Uno de los rasgos más singulares de la historia constitucional española es la casi total ausencia de reformas constitucionales. A excepción de las dos reformas menores de la actual Constitución de 1978, todos los procesos constituyentes desde principios del siglo xix han consistido en la ruptura del orden constitucional vigente y su sustitución por otro más acorde con la nueva realidad política del país. En ningún caso el ajuste o desarrollo constitucional pudo realizarse conforme a los requerimientos formales establecidos en la propia Constitución. Incluso si nos fijamos en las dos mencionadas reformas de la Constitución actual (sobre el derecho de sufragio de los ciudadanos europeos en elecciones municipales y sobre el principio de estabilidad presupuestaria), ambas se produjeron por mandato de la Unión Europea y no como consecuencia de un proyecto interno de renovación del pacto constitucional.

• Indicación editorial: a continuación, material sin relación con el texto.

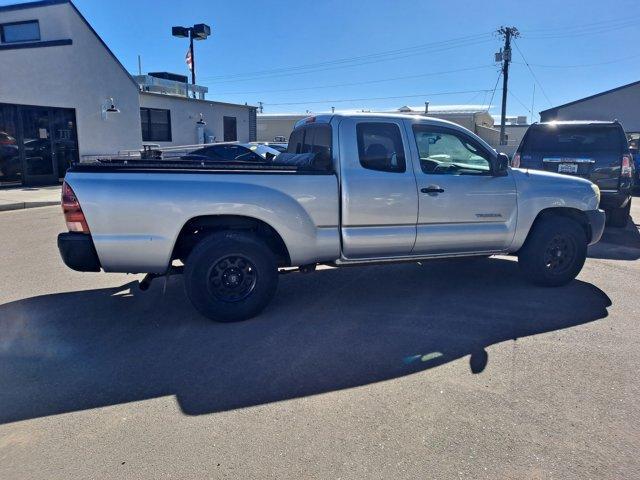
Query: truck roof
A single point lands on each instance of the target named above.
(326, 118)
(577, 122)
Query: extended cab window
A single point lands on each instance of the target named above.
(573, 139)
(447, 152)
(380, 147)
(314, 138)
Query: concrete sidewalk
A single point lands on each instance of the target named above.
(29, 197)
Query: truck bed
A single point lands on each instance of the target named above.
(135, 210)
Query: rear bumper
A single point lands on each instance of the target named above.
(78, 252)
(596, 219)
(619, 199)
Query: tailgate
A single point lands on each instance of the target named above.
(602, 168)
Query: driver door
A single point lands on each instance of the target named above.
(463, 208)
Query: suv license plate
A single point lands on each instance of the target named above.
(567, 168)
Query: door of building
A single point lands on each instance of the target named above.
(230, 129)
(37, 144)
(39, 163)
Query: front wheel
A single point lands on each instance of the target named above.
(230, 276)
(554, 252)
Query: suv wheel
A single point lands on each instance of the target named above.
(554, 252)
(619, 217)
(230, 276)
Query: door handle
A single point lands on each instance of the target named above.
(432, 189)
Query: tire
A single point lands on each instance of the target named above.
(539, 259)
(230, 276)
(619, 217)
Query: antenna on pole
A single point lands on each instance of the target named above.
(507, 33)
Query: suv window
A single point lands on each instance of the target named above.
(380, 146)
(447, 152)
(572, 139)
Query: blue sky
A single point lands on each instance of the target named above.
(303, 52)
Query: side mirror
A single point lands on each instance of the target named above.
(502, 163)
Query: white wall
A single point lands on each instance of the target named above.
(80, 76)
(186, 112)
(622, 105)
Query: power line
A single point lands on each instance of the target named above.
(361, 60)
(601, 23)
(535, 79)
(584, 65)
(367, 82)
(520, 102)
(376, 98)
(579, 32)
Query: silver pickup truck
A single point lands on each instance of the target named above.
(351, 189)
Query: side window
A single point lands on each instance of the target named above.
(313, 139)
(380, 147)
(449, 153)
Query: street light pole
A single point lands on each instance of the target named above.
(199, 31)
(193, 62)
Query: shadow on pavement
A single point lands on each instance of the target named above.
(334, 329)
(618, 243)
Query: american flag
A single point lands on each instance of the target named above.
(189, 60)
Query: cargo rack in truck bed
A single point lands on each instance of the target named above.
(132, 163)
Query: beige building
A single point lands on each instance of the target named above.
(64, 95)
(621, 103)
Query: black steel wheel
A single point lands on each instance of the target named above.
(554, 251)
(560, 254)
(230, 276)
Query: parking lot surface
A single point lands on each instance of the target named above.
(448, 369)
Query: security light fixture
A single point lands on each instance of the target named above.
(180, 32)
(108, 106)
(200, 31)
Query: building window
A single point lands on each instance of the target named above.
(156, 125)
(20, 32)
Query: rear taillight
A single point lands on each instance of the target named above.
(72, 211)
(625, 172)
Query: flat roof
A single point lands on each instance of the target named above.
(188, 99)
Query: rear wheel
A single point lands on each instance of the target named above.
(554, 252)
(230, 276)
(619, 217)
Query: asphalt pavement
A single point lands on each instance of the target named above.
(447, 369)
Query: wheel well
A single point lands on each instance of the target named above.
(578, 215)
(199, 227)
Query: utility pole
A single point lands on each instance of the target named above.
(507, 33)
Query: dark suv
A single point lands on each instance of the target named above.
(597, 151)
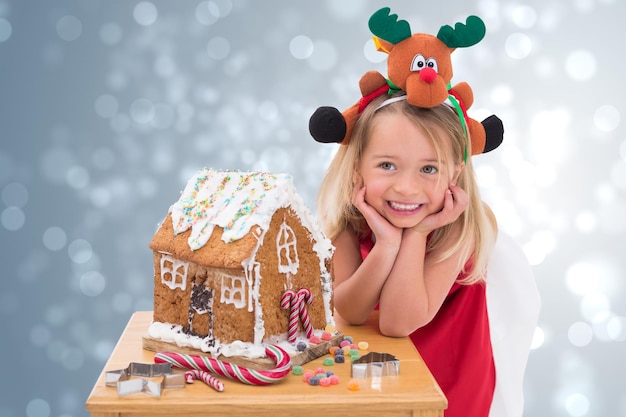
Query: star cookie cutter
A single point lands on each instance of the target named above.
(126, 385)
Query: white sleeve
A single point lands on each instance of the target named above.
(513, 305)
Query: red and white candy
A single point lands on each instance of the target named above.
(296, 303)
(206, 377)
(232, 371)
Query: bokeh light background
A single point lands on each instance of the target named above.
(108, 107)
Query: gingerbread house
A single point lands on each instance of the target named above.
(229, 249)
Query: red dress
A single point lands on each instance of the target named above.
(456, 347)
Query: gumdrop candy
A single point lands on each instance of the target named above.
(354, 385)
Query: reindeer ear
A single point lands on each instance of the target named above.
(382, 45)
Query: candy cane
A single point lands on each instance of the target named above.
(228, 370)
(206, 377)
(287, 302)
(305, 297)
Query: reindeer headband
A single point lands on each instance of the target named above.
(419, 65)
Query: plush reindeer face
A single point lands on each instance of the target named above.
(420, 64)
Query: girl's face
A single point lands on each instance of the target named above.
(404, 180)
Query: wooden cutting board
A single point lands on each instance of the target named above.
(300, 358)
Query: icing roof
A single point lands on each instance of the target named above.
(236, 201)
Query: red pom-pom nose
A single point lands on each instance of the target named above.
(428, 75)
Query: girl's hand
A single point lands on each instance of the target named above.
(386, 233)
(455, 202)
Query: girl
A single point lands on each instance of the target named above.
(412, 238)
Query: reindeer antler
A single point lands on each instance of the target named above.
(463, 35)
(387, 26)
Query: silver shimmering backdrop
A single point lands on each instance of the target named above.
(108, 106)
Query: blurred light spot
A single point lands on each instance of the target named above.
(502, 94)
(103, 350)
(147, 187)
(100, 197)
(220, 8)
(5, 29)
(69, 28)
(544, 67)
(248, 156)
(301, 47)
(9, 302)
(346, 9)
(72, 359)
(78, 177)
(595, 306)
(14, 194)
(12, 218)
(268, 110)
(618, 174)
(606, 118)
(584, 6)
(542, 243)
(120, 123)
(581, 278)
(605, 194)
(518, 46)
(586, 221)
(54, 238)
(165, 66)
(218, 48)
(577, 405)
(145, 13)
(580, 65)
(538, 339)
(40, 335)
(92, 283)
(37, 407)
(110, 33)
(55, 163)
(56, 315)
(103, 158)
(142, 110)
(164, 116)
(106, 106)
(80, 251)
(122, 302)
(372, 54)
(548, 135)
(524, 16)
(616, 328)
(205, 14)
(522, 174)
(6, 166)
(486, 176)
(324, 56)
(580, 334)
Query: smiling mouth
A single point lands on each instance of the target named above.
(404, 207)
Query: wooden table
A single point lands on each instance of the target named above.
(412, 393)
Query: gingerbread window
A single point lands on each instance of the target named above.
(173, 272)
(288, 261)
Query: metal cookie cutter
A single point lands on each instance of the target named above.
(125, 385)
(375, 364)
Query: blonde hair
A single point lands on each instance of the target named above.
(442, 127)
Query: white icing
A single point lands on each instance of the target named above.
(237, 201)
(174, 334)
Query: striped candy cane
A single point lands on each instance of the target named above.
(287, 302)
(206, 377)
(232, 371)
(304, 297)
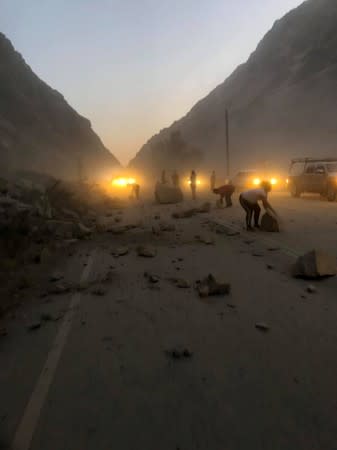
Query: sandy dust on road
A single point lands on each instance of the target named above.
(147, 364)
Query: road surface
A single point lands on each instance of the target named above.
(101, 375)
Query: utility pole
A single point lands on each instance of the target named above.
(227, 143)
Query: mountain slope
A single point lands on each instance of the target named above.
(38, 129)
(282, 102)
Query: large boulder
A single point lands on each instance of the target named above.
(269, 223)
(315, 264)
(166, 194)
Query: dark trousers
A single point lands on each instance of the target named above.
(250, 208)
(228, 198)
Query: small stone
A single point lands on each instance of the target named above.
(56, 276)
(3, 332)
(146, 251)
(182, 283)
(122, 251)
(311, 289)
(258, 254)
(34, 326)
(262, 326)
(100, 292)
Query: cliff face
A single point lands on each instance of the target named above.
(282, 102)
(38, 128)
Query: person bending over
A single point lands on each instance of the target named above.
(226, 191)
(249, 201)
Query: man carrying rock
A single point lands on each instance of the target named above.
(226, 191)
(193, 184)
(175, 179)
(249, 200)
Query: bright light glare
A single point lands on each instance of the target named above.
(121, 182)
(198, 182)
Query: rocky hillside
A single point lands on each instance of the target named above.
(282, 102)
(39, 130)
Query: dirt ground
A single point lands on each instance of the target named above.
(128, 360)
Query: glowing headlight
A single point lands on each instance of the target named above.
(121, 182)
(198, 182)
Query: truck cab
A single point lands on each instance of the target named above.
(313, 175)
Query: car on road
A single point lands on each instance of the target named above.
(248, 179)
(313, 175)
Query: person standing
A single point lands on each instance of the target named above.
(212, 181)
(163, 177)
(193, 184)
(226, 191)
(249, 201)
(175, 179)
(136, 191)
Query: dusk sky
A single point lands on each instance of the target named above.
(134, 66)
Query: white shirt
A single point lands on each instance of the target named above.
(254, 195)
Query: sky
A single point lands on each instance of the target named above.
(132, 67)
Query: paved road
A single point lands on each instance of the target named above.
(101, 377)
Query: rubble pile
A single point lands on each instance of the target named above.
(38, 209)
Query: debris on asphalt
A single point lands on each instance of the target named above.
(262, 326)
(209, 286)
(315, 264)
(34, 326)
(56, 276)
(311, 289)
(3, 332)
(179, 354)
(147, 251)
(121, 251)
(100, 292)
(151, 277)
(269, 223)
(181, 283)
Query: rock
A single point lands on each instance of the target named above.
(179, 354)
(100, 292)
(311, 289)
(181, 283)
(82, 231)
(204, 208)
(269, 223)
(59, 288)
(122, 251)
(70, 214)
(34, 326)
(185, 214)
(3, 332)
(151, 277)
(165, 194)
(315, 264)
(147, 251)
(60, 228)
(262, 326)
(210, 286)
(56, 276)
(167, 227)
(205, 239)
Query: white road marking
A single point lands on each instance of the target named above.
(25, 431)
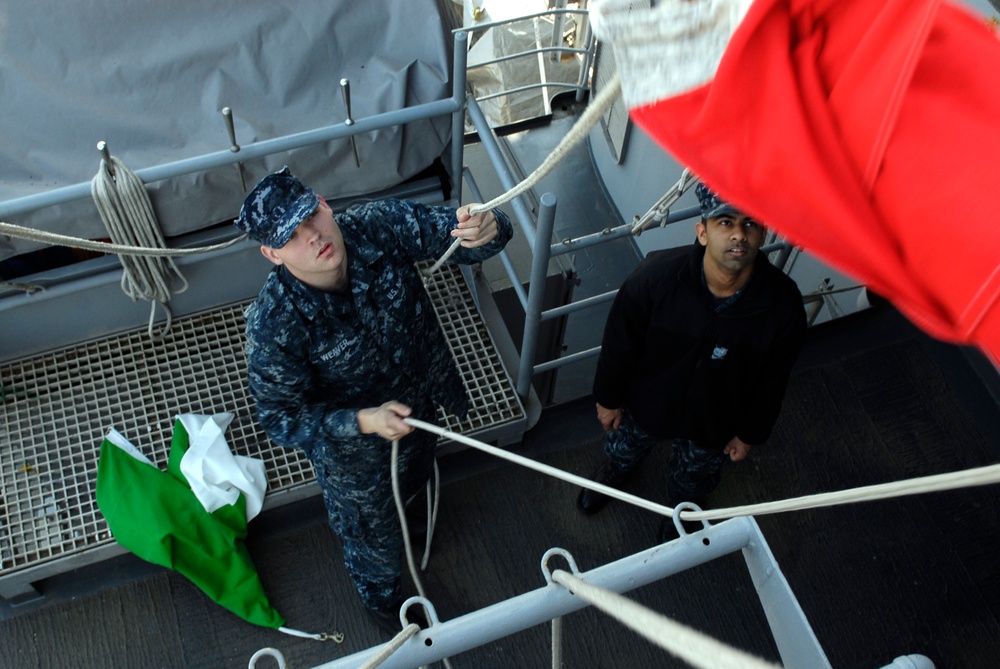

En los últimos años se ha hablado mucho de la necesidad de poner al día el texto de la Constitución de 1978, aduciendo que no responde en aspectos fundamentales a las realidades y desafíos del momento presente. Aunque es una de las constituciones más avanzadas en derechos y garantías, lo cierto es que está diseñada en un momento histórico de transición democrática muy distinto al actual, donde España afronta los problemas de una democracia razonablemente consolidada, dentro de un mundo cada vez más globalizado y en plena revolución digital. Al mismo tiempo, el sistema abierto de autonomías regionales previsto en la Constitución ha dado lugar con el tiempo a un modelo cuasi federal que requiere organización y estabilidad a través de la norma fundamental. No se trata, por supuesto, de defender la primacía de los hechos sobre la norma jurídica, sino de reconocer la necesidad de adaptar el texto constitucional con objeto de asegurar la vigencia de su proyecto normativo en unas circunstancias modificadas.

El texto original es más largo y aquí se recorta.